Let me introduce myself . . . My name is Paula Kraft and I am founder and President of Tastefully Yours Catering, an aviation specific caterer, located in Atlanta, Georgia for over 35 years.
Currently I am an active member of the NBAA Flight Attendant Committee Advisory Board and the NBAA International Flight Attendant Committee, Women in Corporate Aviation, Women in Aviation International, National Association of Catering Executives, International Flight Catering Association, the International Food Service Association and the International Caterer’s Association. I have coordinated training programs and clinics for NBAA, EBAA and BA-Meetup conference attendees for over 10 years, created mentoring programs for caterers and flight attendants to broaden their aviation culinary skills, and to assist them in adapting to the unique challenges and constraints found in catering for general aviation.

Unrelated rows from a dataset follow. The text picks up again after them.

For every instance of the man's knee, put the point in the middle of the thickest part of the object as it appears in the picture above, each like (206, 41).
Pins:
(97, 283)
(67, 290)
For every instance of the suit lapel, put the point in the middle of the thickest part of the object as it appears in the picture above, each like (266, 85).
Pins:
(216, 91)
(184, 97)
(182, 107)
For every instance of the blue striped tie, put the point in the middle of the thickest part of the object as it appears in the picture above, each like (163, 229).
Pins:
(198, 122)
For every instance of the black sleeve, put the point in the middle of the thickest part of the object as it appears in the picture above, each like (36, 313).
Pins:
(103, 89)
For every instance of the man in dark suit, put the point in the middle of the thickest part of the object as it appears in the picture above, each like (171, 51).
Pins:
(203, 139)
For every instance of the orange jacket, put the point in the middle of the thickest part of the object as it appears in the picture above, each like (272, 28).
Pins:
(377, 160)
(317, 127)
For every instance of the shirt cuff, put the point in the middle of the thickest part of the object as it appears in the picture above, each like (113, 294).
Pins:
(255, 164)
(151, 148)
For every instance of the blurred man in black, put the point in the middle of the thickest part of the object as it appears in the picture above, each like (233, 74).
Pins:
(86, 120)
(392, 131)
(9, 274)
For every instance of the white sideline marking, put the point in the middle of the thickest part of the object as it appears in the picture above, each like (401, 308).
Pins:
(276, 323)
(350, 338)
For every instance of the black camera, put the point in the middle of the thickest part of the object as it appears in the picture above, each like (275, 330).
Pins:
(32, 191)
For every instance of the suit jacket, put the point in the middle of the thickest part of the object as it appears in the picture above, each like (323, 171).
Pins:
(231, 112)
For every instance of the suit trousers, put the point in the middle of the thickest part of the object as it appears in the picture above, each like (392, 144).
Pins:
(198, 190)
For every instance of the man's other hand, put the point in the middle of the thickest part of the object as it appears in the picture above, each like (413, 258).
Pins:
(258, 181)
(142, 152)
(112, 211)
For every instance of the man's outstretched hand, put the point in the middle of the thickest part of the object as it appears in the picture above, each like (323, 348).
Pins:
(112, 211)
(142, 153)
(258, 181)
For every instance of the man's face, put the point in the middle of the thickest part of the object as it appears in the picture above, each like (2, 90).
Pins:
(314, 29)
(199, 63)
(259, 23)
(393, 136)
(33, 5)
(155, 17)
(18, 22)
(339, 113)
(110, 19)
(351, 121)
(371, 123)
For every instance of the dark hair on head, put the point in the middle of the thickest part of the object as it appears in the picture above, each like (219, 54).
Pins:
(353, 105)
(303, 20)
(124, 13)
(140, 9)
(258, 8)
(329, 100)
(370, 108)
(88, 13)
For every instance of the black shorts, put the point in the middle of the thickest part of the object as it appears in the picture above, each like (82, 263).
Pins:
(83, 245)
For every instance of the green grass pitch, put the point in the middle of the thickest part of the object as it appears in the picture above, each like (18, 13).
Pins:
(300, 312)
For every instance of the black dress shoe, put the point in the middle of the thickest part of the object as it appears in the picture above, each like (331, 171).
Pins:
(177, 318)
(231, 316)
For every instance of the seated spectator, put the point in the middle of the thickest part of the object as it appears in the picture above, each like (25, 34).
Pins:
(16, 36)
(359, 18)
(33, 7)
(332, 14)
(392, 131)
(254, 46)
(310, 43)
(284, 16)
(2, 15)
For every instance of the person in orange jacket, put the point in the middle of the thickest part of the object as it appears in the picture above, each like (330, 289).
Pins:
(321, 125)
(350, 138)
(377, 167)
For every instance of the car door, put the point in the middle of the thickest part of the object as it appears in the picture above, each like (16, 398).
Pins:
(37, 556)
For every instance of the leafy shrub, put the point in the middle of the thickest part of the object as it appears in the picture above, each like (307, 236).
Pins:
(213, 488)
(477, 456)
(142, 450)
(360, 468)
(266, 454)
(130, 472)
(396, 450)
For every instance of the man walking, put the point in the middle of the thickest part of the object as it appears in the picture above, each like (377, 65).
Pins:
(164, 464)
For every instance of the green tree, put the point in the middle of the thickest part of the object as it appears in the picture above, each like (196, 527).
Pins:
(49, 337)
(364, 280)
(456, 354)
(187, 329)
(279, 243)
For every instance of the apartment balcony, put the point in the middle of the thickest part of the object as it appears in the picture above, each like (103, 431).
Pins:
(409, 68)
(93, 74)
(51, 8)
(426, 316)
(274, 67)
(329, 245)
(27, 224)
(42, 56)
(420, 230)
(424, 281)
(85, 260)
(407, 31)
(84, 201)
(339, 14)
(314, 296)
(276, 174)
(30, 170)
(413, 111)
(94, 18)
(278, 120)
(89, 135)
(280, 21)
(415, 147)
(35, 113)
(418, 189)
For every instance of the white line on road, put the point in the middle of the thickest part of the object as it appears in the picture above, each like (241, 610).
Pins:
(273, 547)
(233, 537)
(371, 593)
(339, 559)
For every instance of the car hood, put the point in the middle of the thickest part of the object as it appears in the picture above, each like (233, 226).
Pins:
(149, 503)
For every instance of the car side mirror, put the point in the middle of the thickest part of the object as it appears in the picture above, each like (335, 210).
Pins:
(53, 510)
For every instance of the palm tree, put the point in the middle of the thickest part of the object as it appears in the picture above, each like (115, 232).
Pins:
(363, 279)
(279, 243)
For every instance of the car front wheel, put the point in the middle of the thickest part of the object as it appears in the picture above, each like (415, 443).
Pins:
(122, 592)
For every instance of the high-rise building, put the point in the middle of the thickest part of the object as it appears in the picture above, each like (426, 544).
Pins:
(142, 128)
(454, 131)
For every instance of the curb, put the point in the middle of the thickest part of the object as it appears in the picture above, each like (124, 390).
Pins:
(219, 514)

I recognize the need for training and have worked closely with flight departments, flight crews, schedulers and customer service reps at the FBOs to ensure that catering specific training provides information and skills necessary to reduce risk while assisting them in their job duties that include safe food handling, catering security, accurate transmission of food orders, and safe food production, packaging and delivery. I fell into aviation catering quite by accident. I was the in-house caterer and bakery supplier for Macy’s department stores in Atlanta when catering was ordered for a Macy’s customer which was soon to change my life. After the client enjoyed the catering provided, I was summoned to the client’s corporate office to provide several of the items delivered through Macy’s to the executive dining room. Within a week, I was providing food for the flight department and my first order was for the President of a foreign country (as I was too be told soon after). So, here I am, some 35 years later, still loving every minute of every day in aviation catering.